Houston Rockets reason #1 to love the James Harden trade: Non-lottery picks
About those lottery picks: it’s possible the Houston Rockets won’t need them to directly net a superstar from the Harden trade.
A quick perusal of this year’s All-NBA squads certainly suggests provides hope. Nikola Jokic, the league’s MVP, was astonishingly selected with the 41st pick in the 2014 NBA draft. Kawhi Leonard, initially perceived as a 3-and-D prospect with a questionable three, was selected with the 15th pick in the 2011 NBA draft and Jimmy Butler was selected with the 30th pick that same year.
A commonly made argument is that since the Nets picks are unlikely to convey into lottery picks, then historically speaking, they are unlikely to convey into superstar players. Aside from the fact that the names Ben Simmons, Tyler Herro and Caris Lavert were conspicuously absent from this year’s All-NBA teams, this argument also ignores that the historical trend of All-NBA players being mostly selected in the lottery is shifting.
Of course, higher selections will continue to typically result in better players. Professional scouts are professional for a reason. They know how to evaluate talent. Still, in the midst of a season where the league MVP was selected in the second round, it’s worth asking: how predominantly do lottery picks typically populate the All-NBA teams? We looked at the All-NBA selections over the past 12 seasons and grouped them in four-season stretches to see what percentage of them had been selected in the top 14 of the NBA draft:
% of All-NBA team that was a lottery pick
From 2009-10 to 2012-13: 90% (54 out of 60)
From 2013-14 to 2016-17: 76.7% (46 out of 60)
From 2017-18 to 2020-21: 71.7% (43 out of 60)
As we can see, there has been a shift in the trend of lottery picks dominating All-NBA selections since the 2013-14 season. Is there a normative explanation for this empirical trend? One possible theory is simply that basketball players are getting better.

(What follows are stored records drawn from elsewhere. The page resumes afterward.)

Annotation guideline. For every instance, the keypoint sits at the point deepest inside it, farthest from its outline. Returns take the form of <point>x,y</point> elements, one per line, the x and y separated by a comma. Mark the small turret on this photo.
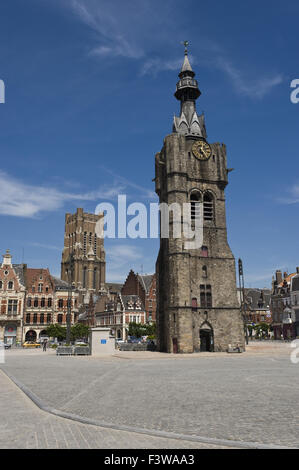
<point>187,92</point>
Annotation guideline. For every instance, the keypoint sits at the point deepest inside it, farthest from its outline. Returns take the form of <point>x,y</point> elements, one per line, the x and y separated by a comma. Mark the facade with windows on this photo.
<point>116,313</point>
<point>294,293</point>
<point>283,306</point>
<point>12,298</point>
<point>47,302</point>
<point>144,286</point>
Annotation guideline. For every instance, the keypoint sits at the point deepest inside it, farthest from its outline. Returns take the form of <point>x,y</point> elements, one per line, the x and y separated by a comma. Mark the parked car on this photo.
<point>133,339</point>
<point>31,344</point>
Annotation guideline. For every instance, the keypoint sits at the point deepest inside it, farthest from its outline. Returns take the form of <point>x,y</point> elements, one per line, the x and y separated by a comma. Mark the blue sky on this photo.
<point>89,98</point>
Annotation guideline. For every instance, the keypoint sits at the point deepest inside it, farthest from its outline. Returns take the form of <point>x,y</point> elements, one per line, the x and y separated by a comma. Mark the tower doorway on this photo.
<point>206,338</point>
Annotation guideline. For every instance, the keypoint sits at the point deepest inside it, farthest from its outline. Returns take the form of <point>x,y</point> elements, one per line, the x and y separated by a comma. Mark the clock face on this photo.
<point>201,150</point>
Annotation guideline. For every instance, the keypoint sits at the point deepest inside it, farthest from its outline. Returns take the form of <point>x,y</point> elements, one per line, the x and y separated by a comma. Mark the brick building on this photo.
<point>46,303</point>
<point>257,302</point>
<point>118,311</point>
<point>12,298</point>
<point>144,286</point>
<point>284,318</point>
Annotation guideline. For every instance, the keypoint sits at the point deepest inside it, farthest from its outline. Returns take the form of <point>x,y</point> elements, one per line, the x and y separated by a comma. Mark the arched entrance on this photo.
<point>10,334</point>
<point>206,336</point>
<point>30,335</point>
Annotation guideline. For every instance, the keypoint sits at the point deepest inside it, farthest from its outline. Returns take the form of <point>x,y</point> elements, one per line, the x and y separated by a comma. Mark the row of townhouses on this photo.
<point>30,300</point>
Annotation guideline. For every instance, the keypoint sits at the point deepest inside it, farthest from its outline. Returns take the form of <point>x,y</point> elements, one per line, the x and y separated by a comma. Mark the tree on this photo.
<point>79,331</point>
<point>139,329</point>
<point>56,331</point>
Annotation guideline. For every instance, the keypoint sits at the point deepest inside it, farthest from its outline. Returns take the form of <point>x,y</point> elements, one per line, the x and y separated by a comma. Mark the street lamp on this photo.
<point>69,300</point>
<point>242,296</point>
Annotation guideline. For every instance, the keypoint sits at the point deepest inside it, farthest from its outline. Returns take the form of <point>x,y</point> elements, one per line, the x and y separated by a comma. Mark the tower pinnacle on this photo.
<point>189,123</point>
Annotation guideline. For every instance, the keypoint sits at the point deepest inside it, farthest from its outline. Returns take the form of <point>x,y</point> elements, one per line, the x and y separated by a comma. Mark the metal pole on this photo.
<point>69,300</point>
<point>242,290</point>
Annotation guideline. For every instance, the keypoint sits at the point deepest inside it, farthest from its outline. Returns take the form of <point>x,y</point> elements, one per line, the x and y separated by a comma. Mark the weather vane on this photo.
<point>186,44</point>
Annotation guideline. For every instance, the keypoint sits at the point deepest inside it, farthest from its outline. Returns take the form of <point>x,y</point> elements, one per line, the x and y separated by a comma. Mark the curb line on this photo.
<point>155,433</point>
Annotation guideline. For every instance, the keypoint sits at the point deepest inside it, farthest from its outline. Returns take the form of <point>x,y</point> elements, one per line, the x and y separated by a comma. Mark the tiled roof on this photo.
<point>32,274</point>
<point>114,287</point>
<point>19,270</point>
<point>146,281</point>
<point>288,279</point>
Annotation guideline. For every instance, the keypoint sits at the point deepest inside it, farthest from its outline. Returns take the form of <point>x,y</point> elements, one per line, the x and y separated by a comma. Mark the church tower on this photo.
<point>83,254</point>
<point>197,307</point>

With more talent to scout, scouting talent accurately becomes more difficult. Another possible explanation is that in an increasingly positionless league, unorthodox players are finding ways to impact NBA games that are harder to anticipate. For example, Draymond Green, who accounts for some of those non-lottery All-NBA selections, was selected in the second round. Scouts wondered what position he would guard. Turns out, the answer is all five.
Meanwhile, it’s easy to forgive scouts for failing to recognize that a team might run their offense through a prodding, pass-first center like Nikola Jokic. Yet, he is likely to garner All-NBA first team honors several more times throughout his career. The fact remains that the lottery is the best place to secure All-NBA talent, however, with an increasing trend towards non-lottery picks being selected for All-NBA squads, draft picks retain a higher value than ever before.
The Houston Rockets acquired seven of them (including pick swaps) from the Brooklyn Nets, and that may well end up being worth more than any of the players made available to them for James Harden.